People seem to have worked out that bright new facilities without the staff to work in them is a misplaced investment. What they want is for the NHS to recruit for its current 100,000 vacant posts. And it wants better access. Satisfaction with the process of making a GP appointment has fallen by 12 percentage points in the last seven years. Even if more doctors are recruited, too many GP Surgeries lack the space to accommodate them.

Not everywhere, of course. Every area is different. Pressures vary, and patient pathways have local variations. Even if he got the structures wrong, Andrew Lansley was right in thinking that local clinicians might know better than Whitehall bureaucrats where health improvements might most readily be made in any particular area. But alongside them, we must hear the voices of local people.

It is a tribute to many NHS Managers and also to Social Care Directors in Councils that we are beginning to see really effective public engagement and consultation. It often takes place in a painful context with services being removed from long-established centres and further away from communities with limited transport facilities. Best practice consultation requires a close dialogue with representative bodies – both permanent ones like Healthwatch and Overview/Scrutiny Committees – as well as ad hoc groupings of concerned patients and can focus on mitigating actions where the case for change proves the best way forward.

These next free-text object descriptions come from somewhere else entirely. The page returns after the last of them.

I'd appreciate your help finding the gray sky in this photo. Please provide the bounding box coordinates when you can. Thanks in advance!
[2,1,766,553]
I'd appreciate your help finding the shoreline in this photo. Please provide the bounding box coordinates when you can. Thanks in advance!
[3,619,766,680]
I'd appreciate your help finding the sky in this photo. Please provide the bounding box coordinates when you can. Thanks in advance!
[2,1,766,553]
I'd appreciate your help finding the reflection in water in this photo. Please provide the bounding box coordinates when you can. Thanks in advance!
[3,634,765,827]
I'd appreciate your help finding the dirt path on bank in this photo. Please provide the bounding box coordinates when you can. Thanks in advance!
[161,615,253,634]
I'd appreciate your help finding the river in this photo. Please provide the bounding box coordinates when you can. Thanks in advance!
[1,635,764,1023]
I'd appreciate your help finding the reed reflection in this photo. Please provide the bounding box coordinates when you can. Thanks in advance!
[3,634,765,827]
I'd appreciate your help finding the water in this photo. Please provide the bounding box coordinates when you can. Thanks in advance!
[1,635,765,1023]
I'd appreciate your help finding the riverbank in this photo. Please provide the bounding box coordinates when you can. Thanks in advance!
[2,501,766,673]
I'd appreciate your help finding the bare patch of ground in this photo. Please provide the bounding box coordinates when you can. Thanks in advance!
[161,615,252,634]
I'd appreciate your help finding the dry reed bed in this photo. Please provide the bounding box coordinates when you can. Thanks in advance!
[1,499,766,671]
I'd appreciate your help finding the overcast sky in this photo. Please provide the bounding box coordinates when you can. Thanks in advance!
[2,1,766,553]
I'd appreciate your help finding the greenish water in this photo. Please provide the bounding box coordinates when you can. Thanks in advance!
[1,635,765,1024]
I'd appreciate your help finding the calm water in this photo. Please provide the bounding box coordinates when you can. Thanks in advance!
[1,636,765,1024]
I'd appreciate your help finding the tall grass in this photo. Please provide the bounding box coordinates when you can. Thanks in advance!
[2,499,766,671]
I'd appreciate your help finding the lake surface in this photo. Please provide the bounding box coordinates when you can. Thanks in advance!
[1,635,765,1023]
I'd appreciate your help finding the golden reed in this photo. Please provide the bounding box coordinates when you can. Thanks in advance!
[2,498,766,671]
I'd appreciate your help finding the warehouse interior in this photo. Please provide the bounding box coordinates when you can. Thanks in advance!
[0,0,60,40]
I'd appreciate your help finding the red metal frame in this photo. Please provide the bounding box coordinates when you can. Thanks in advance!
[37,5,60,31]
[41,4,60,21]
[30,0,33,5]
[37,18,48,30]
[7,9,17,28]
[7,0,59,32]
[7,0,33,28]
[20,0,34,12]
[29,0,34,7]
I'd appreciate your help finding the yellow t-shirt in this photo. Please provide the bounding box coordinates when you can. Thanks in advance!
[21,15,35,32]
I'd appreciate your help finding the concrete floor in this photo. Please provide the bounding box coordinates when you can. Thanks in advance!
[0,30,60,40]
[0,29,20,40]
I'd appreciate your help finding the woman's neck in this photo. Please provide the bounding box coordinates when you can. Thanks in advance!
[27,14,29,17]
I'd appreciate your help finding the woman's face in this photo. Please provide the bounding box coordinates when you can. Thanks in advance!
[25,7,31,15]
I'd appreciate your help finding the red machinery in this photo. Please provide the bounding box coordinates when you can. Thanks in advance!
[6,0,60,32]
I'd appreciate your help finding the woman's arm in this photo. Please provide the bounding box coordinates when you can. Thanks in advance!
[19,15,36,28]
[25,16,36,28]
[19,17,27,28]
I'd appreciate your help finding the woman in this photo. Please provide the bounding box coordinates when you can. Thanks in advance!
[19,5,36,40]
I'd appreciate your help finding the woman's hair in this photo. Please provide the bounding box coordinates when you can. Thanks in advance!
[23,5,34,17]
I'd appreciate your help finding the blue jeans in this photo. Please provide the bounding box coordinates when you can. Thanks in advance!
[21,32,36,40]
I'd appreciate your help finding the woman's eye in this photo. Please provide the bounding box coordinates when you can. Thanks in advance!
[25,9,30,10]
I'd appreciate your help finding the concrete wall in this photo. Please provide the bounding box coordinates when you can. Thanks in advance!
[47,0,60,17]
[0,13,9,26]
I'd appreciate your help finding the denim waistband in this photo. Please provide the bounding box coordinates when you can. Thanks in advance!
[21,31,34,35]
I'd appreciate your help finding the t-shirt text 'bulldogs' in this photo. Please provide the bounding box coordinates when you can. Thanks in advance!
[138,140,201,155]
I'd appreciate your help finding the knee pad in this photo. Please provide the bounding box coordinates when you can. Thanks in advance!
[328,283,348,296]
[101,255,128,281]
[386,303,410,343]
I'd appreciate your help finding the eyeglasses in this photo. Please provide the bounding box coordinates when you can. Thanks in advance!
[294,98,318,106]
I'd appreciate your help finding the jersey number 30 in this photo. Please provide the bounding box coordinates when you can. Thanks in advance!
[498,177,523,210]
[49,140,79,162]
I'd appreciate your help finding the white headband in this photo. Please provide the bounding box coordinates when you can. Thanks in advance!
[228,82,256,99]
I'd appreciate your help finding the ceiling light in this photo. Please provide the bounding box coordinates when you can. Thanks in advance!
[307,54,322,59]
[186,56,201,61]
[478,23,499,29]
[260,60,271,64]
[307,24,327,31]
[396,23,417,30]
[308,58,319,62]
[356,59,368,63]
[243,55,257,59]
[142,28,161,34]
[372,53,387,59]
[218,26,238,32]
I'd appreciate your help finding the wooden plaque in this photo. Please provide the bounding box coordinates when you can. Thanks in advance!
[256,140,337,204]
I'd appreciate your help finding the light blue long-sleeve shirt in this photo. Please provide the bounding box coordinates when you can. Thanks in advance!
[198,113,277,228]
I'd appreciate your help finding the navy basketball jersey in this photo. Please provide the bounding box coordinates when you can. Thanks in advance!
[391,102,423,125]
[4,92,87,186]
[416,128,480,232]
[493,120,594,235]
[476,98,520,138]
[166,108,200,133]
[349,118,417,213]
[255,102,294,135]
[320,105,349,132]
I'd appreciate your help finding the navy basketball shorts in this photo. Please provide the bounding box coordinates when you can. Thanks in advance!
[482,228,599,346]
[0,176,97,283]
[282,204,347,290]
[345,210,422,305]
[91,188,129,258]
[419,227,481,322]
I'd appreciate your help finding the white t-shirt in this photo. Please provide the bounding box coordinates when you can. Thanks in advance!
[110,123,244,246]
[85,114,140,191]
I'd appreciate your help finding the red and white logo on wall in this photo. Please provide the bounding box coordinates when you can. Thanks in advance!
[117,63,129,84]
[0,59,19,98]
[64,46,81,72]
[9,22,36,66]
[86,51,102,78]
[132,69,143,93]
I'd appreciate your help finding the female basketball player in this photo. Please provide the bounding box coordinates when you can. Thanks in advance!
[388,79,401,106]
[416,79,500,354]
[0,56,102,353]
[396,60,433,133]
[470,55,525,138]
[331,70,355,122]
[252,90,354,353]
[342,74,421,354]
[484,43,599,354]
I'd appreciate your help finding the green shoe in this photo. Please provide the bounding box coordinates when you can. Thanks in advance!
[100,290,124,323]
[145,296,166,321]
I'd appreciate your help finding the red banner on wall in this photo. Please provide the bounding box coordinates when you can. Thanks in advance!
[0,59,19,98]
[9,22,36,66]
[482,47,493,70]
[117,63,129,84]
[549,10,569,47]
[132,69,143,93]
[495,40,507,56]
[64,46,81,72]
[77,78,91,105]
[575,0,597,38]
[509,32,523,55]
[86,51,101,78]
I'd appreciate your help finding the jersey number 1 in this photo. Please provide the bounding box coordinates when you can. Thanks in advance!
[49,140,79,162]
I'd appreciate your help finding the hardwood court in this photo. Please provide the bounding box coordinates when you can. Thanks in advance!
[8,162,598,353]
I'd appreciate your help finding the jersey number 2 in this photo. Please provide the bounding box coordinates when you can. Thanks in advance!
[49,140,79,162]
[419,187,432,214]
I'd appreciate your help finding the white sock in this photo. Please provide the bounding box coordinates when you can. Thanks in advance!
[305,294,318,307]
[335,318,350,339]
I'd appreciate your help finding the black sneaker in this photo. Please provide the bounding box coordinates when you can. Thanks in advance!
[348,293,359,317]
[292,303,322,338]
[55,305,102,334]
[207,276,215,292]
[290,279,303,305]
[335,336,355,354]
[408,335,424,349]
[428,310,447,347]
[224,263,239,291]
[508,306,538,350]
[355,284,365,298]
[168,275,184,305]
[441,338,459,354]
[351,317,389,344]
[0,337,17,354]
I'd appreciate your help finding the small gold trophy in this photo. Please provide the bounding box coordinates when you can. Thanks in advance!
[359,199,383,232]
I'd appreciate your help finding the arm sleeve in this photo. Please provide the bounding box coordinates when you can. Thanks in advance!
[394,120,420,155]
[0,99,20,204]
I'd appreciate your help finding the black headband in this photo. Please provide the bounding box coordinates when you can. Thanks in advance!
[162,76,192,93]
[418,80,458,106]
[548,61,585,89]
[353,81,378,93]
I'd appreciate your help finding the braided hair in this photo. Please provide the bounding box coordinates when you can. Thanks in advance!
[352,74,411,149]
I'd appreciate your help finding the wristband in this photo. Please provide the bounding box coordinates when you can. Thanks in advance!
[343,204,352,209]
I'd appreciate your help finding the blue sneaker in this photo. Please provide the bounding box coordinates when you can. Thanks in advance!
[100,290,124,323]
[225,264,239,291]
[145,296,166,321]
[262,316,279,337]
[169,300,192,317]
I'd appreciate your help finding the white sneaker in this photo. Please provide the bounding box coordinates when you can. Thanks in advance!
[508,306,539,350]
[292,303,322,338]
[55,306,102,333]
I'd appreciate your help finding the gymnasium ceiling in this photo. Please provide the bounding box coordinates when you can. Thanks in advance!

Funding announcements require the same level of engagement. So frequently have we had to seek public and patient participation over bad or unpopular news that it sometimes feels as if we have forgotten to consult on good news! Yet it is vital. Without public input, it is quite possible that we may invest in the wrong things. Is the gigantic hospital really what is most needed? Or is it better care in the community? Or better Urgent Care Centres? Or GP surgeries?

Potential recipients of the Health Minister’s funds probably fall into two categories:

  • Those with firm, detailed plans for new facilities and services, maybe long-developed and long-awaited
  • Those who are yet to formulate their plans but have serious or urgent health improvement needs that must be addressed.

In both cases, there now needs to be an urgent dialogue with local communities. For those who are well prepared, there should be consultation on their plans to ensure full public support and to identify issues and concerns about the health/social care system as a whole. It is the chance to get it right, and we know that top-down plans are not always ideal. For those in the second group, they need to start with pre-consultation engagement to establish local people’s priorities and preferences. They should move as soon as possible to the Institute-recommended Issues paper stage and avoid at all costs jumping to preferred options before listening to their staff, their patients and local opinion-leaders. And they must commit to a full sequence of consultation, as NHS England prescribes, and the law requires.

In many ways, these are exciting times for towns and cities offered the prospect of long-delayed health infrastructure. Of course, it may not all happen. But if it is a truly National Health Service, it should be the people as a whole that guide its development – not just the clinician, the bureaucrat – or even the politician.